The United Nations’ 2030 Agenda for Sustainable Development was adopted in September 2015. It is underpinned by 17 Sustainable Development Goals (SDGs) and 169 targets. National policymakers now face the challenge of implementing this indivisible agenda and achieving progress across the economic, social, and environmental dimensions of sustainable development worldwide. As the process moves towards implementation, there is a need to address the scope and systemic nature of the 2030 Agenda and the urgency of the challenges. This requires a wide range of tools and science-based analysis to navigate that complexity and realize the ambition.

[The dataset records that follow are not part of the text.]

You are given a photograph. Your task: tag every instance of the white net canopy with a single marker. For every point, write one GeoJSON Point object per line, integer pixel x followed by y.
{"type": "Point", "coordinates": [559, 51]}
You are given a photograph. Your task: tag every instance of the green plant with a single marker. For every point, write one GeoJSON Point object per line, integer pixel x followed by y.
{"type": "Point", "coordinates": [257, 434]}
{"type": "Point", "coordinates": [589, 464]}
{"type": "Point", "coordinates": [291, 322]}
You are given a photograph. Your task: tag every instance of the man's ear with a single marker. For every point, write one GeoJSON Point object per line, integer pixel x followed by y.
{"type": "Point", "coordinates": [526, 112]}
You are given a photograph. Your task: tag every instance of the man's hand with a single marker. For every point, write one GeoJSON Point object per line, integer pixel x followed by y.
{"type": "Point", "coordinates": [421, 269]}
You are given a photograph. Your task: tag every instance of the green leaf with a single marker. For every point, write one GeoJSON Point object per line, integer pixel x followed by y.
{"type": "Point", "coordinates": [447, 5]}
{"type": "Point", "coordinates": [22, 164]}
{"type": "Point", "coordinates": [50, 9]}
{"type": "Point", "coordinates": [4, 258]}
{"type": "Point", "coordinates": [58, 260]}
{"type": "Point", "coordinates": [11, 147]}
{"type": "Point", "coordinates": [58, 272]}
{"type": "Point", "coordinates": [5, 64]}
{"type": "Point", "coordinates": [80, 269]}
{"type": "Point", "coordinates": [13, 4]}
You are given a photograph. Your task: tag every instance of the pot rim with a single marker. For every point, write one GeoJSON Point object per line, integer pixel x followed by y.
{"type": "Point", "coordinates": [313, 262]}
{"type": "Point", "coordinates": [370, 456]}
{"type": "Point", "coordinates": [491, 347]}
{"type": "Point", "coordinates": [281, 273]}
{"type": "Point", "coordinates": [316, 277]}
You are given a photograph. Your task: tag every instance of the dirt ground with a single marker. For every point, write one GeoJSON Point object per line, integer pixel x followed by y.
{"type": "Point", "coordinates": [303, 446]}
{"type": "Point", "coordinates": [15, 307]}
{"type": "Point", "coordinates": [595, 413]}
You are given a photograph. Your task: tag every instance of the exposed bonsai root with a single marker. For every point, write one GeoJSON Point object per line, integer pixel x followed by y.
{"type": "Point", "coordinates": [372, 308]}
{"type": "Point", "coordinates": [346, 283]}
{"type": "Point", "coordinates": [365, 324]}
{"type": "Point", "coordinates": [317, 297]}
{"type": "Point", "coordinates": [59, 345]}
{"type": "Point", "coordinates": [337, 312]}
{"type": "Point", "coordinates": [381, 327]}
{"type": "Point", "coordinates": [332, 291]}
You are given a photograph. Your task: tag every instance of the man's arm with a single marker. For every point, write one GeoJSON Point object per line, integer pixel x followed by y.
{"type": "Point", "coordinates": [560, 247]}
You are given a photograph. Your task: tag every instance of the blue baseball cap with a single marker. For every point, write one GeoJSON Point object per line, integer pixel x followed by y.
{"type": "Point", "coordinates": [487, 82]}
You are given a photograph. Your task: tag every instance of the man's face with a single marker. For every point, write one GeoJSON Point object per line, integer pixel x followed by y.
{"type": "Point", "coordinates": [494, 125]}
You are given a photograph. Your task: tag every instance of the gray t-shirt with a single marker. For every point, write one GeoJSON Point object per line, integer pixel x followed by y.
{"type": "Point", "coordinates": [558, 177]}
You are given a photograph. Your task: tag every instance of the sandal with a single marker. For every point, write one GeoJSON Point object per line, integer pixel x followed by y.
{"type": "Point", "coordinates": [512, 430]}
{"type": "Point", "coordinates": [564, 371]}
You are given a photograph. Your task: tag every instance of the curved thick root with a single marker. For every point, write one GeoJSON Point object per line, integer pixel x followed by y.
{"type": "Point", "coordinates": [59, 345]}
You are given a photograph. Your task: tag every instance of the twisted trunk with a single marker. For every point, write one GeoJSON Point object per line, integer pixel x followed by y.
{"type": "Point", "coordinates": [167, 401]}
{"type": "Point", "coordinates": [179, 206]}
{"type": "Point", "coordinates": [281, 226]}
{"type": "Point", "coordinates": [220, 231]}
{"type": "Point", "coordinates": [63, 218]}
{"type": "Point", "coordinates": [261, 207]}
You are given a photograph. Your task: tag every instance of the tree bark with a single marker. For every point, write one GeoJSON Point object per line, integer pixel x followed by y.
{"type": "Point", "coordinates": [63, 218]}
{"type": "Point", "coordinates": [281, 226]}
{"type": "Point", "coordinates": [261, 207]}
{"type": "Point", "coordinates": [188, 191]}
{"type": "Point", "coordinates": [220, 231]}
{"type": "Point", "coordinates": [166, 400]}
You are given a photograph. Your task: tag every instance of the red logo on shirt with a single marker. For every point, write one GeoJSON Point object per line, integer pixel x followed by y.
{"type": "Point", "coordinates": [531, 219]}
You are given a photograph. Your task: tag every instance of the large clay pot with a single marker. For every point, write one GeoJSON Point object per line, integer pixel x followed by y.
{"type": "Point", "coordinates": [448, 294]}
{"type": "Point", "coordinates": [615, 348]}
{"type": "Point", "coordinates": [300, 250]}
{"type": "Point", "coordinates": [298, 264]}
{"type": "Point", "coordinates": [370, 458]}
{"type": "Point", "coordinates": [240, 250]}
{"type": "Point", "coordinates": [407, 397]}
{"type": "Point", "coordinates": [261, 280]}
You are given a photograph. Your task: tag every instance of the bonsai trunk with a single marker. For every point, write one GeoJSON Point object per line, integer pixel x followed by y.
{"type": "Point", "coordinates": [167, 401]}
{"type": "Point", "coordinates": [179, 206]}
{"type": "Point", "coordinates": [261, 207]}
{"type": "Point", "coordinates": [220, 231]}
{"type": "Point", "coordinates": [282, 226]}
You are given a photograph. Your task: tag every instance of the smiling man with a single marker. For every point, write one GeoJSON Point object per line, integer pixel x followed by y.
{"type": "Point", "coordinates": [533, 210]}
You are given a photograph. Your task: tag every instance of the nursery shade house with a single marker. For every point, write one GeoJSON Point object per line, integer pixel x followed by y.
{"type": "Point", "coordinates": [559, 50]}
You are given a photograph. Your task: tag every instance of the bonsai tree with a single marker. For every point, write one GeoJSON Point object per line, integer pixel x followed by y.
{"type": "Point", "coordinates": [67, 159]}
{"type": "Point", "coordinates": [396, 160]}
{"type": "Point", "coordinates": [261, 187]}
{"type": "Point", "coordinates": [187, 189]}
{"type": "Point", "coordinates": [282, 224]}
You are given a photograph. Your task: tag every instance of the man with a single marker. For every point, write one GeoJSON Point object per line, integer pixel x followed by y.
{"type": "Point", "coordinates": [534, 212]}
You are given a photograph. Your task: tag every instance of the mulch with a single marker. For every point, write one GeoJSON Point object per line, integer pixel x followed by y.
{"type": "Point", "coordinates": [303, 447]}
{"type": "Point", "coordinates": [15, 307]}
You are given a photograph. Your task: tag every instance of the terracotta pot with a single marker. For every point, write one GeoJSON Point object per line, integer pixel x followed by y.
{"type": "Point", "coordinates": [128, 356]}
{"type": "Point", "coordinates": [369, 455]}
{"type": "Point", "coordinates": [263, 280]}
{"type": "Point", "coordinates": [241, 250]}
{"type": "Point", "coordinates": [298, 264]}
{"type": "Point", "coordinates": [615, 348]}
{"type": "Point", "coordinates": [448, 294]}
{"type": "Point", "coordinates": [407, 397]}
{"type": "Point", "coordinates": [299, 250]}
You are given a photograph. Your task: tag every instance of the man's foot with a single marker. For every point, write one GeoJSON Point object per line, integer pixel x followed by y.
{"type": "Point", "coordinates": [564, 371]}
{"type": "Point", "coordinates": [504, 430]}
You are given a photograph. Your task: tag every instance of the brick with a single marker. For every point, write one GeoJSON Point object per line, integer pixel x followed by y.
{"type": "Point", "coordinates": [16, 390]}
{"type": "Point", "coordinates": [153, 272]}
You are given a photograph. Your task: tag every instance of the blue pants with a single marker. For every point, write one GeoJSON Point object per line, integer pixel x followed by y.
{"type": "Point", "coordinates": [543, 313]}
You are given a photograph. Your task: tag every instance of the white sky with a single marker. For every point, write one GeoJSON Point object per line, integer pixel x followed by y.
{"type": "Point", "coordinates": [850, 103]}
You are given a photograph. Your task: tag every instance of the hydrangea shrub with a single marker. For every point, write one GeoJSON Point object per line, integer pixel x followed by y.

This report explores the nature of interlinkages between the SDGs. It is based on the premise that a science-informed analysis of interactions across SDG domains – which is currently lacking – can support more coherent and effective decision-making, and better facilitate follow-up and monitoring of progress. Understanding possible trade-offs as well as synergistic relations between the different SDGs is crucial for achieving long-lasting sustainable development outcomes. A key objective of the scoring approach described here is to stimulate more science-policy dialogue on the importance of interactions, to provide a starting point for policymakers and other stakeholders to set their priorities and implementation strategies, and to engage the policy community in further knowledge developments in this field.

Underlying Principles

All SDGs interact with one another – by design, they are an integrated set of global priorities and objectives that are fundamentally interdependent. Understanding the range of positive and negative interactions among SDGs is key to unlocking their full potential at any scale, as well as to ensuring that progress made in some areas is not made at the expense of progress in others. The nature, strengths, and potential impact of these interactions are largely context-specific and depend on the policy options and strategies chosen to pursue them. SDG 16 (good governance) and SDG 17 (means of implementation) are key to turning the potential for synergies into reality, although they are not always specifically highlighted as such throughout the report. For many, if not all, goals, having in place effective governance systems, institutions, partnerships, and intellectual and financial resources is key to an effective, efficient, and coherent approach to implementation.

Policymakers, practitioners, and scientists working at the global, regional, national, and local levels on implementing or supporting the implementation of the SDGs are the intended audience for this report.

Key Findings

The four SDGs analyzed in detail in this report (SDG 2, SDG 3, SDG 7, SDG 14) are mostly synergistic with the other SDGs. Using a 7-point scale, a team of scientists evaluated the key target-level interactions between an ‘entry goal’ and all other goals, and attributed a score to these interactions based on their expert judgment and as justified through the scientific literature. The score most often allocated is +2 (‘reinforcing’). The assessment identified 316 target-level interactions overall, of which 238 are positive, 66 are negative, and 12 are neutral. This analysis found no fundamental incompatibilities between goals (i.e., where one target as defined in the 2030 Agenda would make it impossible to achieve another). However, it did identify a set of potential constraints and conditionalities that require coordinated policy interventions to shelter the most vulnerable groups, promote equitable access to services and development opportunities, and manage competing demands over natural resources to support economic and social development within environmental limits.

The process of systematically identifying and scoring interactions across the 17 SDGs using a common terminology is very valuable. It allows broad multi-disciplinary and multi-sectoral conversations, makes it possible to synthesize knowledge and to scope knowledge needs, and provides rational and concrete focal points (clusters of targets that need to be addressed together) for an integrated approach to implementation and monitoring.

This approach provides a basis for a science-policy dialogue on translating integrated science for the achievement of the SDGs. As a tool for policy coherence, it provides an understanding of the conflicts and synergies to be managed across government departments and sectors, understanding where the emphasis should be put for efficient and effective action, and identifies who needs to be brought to the table to achieve collective impacts across multiple interacting policy domains. There is clearly no one-size-fits-all approach to understanding target interactions, and building on this work will require a commitment to continuous iteration and improvement.